An attorney for James Holmes raised the call during a hearing on Thursday as she questioned university psychiatrist Dr. Lynne Fenton about her doctor-patient relationship with the former graduate student accused of carrying out the rampage at a midnight screening of the new Batman movie.

"It was a seven-second call and there was silence and then a hang-up," Brad Fixler, marketing director for the hospital, told Reuters. "But nobody that evening or morning called asking for Dr. Fenton or any other psychiatrist."

He characterized the call, which a switchboard operator answered, as "a hang-up call" made at 12:31 a.m. on July 20, just minutes before police said the first emergency calls from the theater were received at 12:39 a.m.

Holmes, a former neuroscience PhD student who dropped out of the University of Colorado in June, is accused of opening fire at a premiere of "The Dark Knight Rises" in Aurora, Colorado. Fifty-eight people were also wounded.

Prosecutors portray Holmes, 24, as a young man whose once promising academic career was in tatters after he failed oral exams in June and one of his professors suggested he may not have been a good fit for the competitive program.

Defense attorneys have said that he suffers from a mental illness and tried to get help before the shooting.

Legal experts say the call could become key in the case as defense lawyers attempt to show that Holmes may have been desperately seeking help.

The disclosure of the phone call surfaced during a hearing on whether a package containing a notebook sent to Fenton, who had treated Holmes in the month before the shooting rampage, is protected by psychiatrist-patient privilege.

Holmes' lawyers say the package and its contents are confidential and should not be seen by prosecutors.
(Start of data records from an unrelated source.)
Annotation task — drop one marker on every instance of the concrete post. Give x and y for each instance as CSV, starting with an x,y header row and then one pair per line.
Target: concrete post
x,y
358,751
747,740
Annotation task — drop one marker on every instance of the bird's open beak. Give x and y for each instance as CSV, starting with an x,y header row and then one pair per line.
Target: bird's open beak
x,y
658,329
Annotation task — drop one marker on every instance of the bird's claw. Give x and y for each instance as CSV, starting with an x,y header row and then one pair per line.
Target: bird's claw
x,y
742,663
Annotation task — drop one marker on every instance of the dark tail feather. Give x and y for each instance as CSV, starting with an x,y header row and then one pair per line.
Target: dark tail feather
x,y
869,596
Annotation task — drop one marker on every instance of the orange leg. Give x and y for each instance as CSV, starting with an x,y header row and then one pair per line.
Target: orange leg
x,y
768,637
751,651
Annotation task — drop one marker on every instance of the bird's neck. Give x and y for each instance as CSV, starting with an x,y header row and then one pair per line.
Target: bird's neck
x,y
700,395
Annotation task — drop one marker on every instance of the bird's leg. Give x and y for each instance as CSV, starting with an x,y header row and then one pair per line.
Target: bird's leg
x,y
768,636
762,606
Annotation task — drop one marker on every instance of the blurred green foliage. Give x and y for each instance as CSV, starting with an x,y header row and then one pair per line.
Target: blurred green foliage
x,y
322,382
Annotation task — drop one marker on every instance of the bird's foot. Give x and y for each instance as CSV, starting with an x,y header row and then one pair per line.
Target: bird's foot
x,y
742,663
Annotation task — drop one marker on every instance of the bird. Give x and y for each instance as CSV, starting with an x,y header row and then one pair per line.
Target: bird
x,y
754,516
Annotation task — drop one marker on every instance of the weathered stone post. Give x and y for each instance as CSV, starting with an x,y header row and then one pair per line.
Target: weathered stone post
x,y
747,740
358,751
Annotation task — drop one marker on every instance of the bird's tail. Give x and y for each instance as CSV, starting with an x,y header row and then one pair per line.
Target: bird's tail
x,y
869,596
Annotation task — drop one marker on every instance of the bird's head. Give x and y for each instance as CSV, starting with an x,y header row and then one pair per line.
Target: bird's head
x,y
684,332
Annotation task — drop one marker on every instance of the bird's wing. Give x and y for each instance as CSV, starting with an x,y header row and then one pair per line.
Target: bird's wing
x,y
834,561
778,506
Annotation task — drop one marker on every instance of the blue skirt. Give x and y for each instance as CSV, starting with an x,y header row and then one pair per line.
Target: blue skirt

Prosecutors argue that the psychiatrist-patient relationship had been terminated by the time of the shooting. Fenton testified during Thursday's hearing that her treatment of Holmes ended on June 11.

"Did you know that James Holmes called that number nine minutes before the shooting started?" defense attorney Tamara Brady asked Fenton, referring to a campus number noted on a form related to Holmes' mental health treatment.

Fenton replied that she did not know.

(Editing by Dan Whitcomb, Cynthia Johnston and Peter Cooney)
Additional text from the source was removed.